The tremendous volume of research papers and news articles that have been published about artificial intelligence (AI) over the past century makes it feel like we should be currently living in a silver screen-worthy, sci-fi universe just shy of Marvel and Star Trek.
With a quick glance over the world around us, we can conclude that that isn’t the case. Why haven’t we seen a more widespread change across society that reflects the progress made in AI, and what can we do to change it?
Three professors at the University of Toronto’s Rotman School of Management — Ajay Agrawal, Avi Goldfarb, and Joshua Gans — had this very question in their minds when they wrote their book, Power and Prediction: The Disruptive Economics of Artificial Intelligence. The book has been published by the Harvard Business Review Press, and will be launched on November 23, 2022 at a launch event at the Rotman School of Management.
The Varsity spoke with Agrawal about the main takeaway of the book, and the socioeconomic and ethical implications of businesses adopting AI.
The lack of widespread transformation by AI
“There’s a reason that [widespread transformation] hasn’t happened yet, but there’s still a significant basis for hope,” said Agrawal in an interview with The Varsity. He suggested that ‘point solutions’ — the applications of AI to automate specific tasks or processes — are the culprits for this lack of transformation. He and the other authors of Power and Prediction believe that the only way to bring about this transformation is by creating a whole new system in which humans can exist with AI.
This concept, while revolutionary for AI, can be seen throughout the history of humanity in the form of societal disruptions due to technological advancements. Agrawal reflected on some of the lessons we can learn from our previous experiences, citing the example of electricity and the impact that it has had on society. While Thomas Edison introduced electricity in Manhattan, New York in 1882, most residential areas continued to use gas light and candles for another 50 years. Agrawal also points out that “the value proposition of what this technology actually delivers may turn out to be significantly different than what we think it is today.”

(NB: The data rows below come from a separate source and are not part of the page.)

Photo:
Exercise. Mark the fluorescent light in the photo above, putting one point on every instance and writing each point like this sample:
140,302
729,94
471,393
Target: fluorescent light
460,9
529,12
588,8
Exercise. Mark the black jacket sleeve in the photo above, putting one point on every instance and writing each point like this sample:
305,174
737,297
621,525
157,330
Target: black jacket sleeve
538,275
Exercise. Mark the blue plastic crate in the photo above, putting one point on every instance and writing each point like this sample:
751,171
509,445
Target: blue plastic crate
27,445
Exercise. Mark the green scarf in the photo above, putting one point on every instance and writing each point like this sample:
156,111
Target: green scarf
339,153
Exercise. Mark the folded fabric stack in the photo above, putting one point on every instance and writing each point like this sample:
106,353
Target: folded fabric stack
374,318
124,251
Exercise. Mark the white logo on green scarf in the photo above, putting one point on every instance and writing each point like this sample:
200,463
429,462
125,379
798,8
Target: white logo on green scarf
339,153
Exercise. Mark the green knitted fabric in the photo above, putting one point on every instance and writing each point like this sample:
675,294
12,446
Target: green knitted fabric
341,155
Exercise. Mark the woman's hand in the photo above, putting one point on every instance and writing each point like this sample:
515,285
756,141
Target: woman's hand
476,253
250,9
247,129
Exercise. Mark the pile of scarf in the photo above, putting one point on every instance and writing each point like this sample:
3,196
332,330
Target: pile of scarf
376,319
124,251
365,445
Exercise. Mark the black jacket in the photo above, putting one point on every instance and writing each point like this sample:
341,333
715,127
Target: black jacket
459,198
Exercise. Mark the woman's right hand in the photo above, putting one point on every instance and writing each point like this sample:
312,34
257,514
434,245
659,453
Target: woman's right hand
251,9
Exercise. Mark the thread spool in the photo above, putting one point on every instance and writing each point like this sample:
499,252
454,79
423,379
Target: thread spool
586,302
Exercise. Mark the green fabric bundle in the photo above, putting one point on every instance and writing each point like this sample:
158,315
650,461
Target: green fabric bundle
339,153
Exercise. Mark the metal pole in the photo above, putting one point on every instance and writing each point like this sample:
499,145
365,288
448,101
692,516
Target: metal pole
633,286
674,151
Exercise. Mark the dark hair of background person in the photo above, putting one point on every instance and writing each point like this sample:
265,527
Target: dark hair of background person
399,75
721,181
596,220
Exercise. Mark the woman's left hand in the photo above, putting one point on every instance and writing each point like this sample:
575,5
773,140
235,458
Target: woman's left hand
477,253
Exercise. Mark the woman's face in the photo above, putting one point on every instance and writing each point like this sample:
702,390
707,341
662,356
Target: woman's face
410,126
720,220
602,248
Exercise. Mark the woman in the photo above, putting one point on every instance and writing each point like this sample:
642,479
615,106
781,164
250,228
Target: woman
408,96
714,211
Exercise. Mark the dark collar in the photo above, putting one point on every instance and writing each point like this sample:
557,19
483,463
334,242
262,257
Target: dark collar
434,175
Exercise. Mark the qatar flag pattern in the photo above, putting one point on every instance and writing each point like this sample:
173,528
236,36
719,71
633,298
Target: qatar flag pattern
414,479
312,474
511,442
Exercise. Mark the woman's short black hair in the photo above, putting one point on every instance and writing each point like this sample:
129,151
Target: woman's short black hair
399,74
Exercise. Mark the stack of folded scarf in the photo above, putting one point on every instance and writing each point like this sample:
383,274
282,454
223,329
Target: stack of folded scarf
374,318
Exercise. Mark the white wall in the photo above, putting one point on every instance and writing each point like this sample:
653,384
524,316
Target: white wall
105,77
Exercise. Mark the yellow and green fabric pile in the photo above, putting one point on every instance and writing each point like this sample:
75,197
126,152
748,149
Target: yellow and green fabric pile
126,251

To automate or not to automate
Agrawal said that both big and small companies enjoy upper hands when it comes to implementing AI. Big companies have a significant edge due to their sheer amount of data and the complete control that they have over their systems. This makes it easier for them to change the system, rather than simply implementing AI. On the other hand, smaller companies can implement necessary changes to their structure more swiftly without the concern of these changes clashing with their current processes, as is the case with large companies.
According to Agrawal, when choosing between preexisting methods versus automating a process with AI, the North Star for decision makers is the return on investment of each of the choices.

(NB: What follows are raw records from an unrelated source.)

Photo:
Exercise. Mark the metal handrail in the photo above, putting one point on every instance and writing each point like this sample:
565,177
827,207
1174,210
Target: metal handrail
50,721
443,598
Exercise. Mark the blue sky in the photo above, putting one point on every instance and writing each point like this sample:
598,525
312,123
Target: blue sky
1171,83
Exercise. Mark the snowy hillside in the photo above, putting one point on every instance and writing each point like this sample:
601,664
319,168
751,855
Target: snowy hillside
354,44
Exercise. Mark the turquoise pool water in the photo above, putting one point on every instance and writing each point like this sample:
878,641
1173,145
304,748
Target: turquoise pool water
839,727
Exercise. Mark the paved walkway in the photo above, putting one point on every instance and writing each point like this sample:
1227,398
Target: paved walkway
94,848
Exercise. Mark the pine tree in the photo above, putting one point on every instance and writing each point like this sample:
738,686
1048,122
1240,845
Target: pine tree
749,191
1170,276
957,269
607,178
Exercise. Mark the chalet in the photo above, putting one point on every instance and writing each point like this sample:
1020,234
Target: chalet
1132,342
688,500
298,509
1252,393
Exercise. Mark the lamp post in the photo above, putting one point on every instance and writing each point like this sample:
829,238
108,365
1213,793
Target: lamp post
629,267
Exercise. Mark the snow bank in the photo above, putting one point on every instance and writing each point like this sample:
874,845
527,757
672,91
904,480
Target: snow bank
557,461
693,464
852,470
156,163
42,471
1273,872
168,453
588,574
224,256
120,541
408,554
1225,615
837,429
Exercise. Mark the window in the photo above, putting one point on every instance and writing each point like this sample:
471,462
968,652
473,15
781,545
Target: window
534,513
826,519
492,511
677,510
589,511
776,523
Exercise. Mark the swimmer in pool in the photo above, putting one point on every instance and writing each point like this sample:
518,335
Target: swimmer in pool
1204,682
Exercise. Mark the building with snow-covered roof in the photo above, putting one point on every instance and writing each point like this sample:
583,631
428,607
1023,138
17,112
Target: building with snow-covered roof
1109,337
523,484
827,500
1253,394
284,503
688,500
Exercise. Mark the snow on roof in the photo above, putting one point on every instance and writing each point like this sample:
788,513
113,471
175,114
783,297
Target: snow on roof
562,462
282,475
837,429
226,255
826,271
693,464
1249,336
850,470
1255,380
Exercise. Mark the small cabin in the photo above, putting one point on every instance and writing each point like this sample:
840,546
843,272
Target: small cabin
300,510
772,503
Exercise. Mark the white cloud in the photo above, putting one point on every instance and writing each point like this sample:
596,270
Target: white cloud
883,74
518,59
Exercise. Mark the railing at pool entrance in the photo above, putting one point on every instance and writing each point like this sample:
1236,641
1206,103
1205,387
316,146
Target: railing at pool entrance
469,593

Though it may feel safer to settle for preexisting methods, Agrawal cautioned that leaders and decision-makers should remember that we are not in a static world. He continued, “The rest of the world keeps going as it is today. But you have to imagine, if we don’t change, one of our competitors might change and, all of a sudden, that may give them a significant cost or speed advantage.”

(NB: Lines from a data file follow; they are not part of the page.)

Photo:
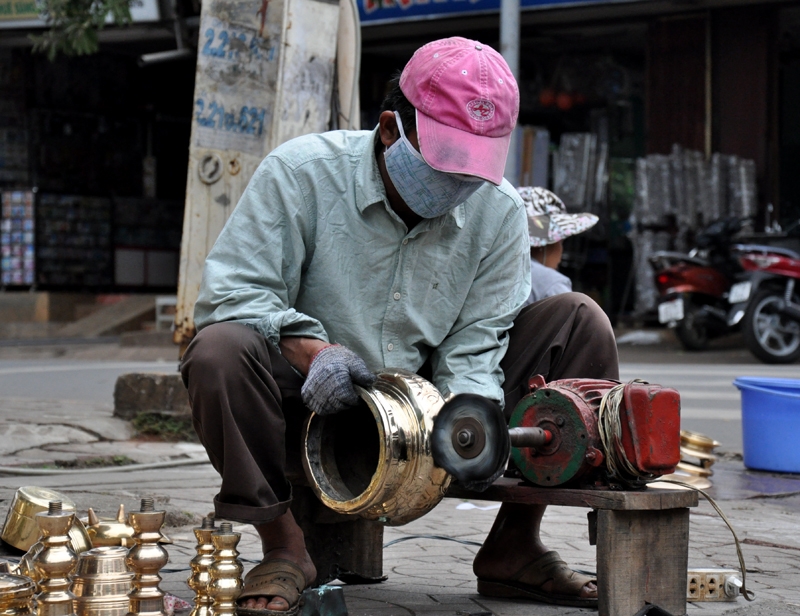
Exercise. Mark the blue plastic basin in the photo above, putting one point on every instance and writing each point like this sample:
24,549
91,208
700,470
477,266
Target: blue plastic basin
770,423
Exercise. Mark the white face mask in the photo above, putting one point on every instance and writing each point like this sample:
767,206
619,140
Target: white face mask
428,192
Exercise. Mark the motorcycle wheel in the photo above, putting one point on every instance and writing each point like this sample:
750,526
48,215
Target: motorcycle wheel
692,330
770,336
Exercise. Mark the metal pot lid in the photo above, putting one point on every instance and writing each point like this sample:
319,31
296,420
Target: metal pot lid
15,586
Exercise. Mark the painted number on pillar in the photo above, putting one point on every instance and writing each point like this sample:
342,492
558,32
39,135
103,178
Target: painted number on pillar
228,45
248,121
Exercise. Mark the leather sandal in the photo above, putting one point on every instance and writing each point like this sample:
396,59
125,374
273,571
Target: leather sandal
567,584
273,578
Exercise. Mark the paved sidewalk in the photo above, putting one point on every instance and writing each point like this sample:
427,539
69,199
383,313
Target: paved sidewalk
433,577
430,577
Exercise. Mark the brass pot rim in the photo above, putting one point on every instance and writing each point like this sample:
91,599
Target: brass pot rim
696,439
13,586
393,402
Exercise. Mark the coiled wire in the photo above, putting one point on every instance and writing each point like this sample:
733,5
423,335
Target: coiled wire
621,469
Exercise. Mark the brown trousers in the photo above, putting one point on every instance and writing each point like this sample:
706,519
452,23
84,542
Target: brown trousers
246,399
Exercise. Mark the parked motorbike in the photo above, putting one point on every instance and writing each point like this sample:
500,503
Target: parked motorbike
766,300
693,288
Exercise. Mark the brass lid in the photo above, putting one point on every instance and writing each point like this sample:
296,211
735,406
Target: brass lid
696,440
20,528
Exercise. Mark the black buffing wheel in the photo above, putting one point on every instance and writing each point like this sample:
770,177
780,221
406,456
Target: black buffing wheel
470,440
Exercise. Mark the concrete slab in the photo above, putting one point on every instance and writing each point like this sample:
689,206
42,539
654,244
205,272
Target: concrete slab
94,419
16,437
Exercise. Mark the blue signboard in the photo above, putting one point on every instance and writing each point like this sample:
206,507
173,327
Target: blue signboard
385,11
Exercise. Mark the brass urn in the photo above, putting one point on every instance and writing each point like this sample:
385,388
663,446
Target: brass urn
16,594
374,460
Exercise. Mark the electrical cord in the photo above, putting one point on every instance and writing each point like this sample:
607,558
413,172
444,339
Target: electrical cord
13,470
439,537
621,468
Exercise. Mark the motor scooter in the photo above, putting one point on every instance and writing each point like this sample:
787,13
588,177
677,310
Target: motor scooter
693,288
766,300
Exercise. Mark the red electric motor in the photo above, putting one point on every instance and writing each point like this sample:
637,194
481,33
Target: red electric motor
633,438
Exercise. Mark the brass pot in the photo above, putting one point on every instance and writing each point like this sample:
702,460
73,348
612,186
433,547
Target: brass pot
375,460
20,528
102,581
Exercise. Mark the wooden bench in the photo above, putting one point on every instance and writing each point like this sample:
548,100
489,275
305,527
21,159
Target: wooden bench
642,540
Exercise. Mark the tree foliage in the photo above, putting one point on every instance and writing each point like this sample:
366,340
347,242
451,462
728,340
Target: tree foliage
73,25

Ethics, policies, and biases
Many companies have not been able to see their technological advancements come to light due to regulatory and international barriers. However, this is changing as there has been a growing focus on building policies surrounding AI in several countries.
Agrawal sees these policies moving in a direction that shifts the focus from the technology to the systems as a whole, thus easing the process of implementation.
As with all technology, the virtues of AI are coupled with its vices, one of the most prominent of which is the ethical concern surrounding the technology. Agrawal, however, notes a very important point. He mentions how there are two stages to solving biases: detecting them and then solving them. It is difficult to do either when dealing with humans. We are required to use covert means of locating bias, and the evidence surrounding bias training has a negative side as well. On the other hand, we can ask an AI countless questions to locate their biases and make the required corrections by simply improving the algorithm or the dataset on which it is trained.
Needless to say, we are currently living on the cusp of a technological revolution. While the thought can bring up feelings of wonder and excitement, it also results in us pondering over how to create a foundation that is sustainable and ethical. On this note, Agrawal leaves us with a parting thought: if we want to create something that improves society, he outlined, we have to be prepared to disrupt the system as we know it.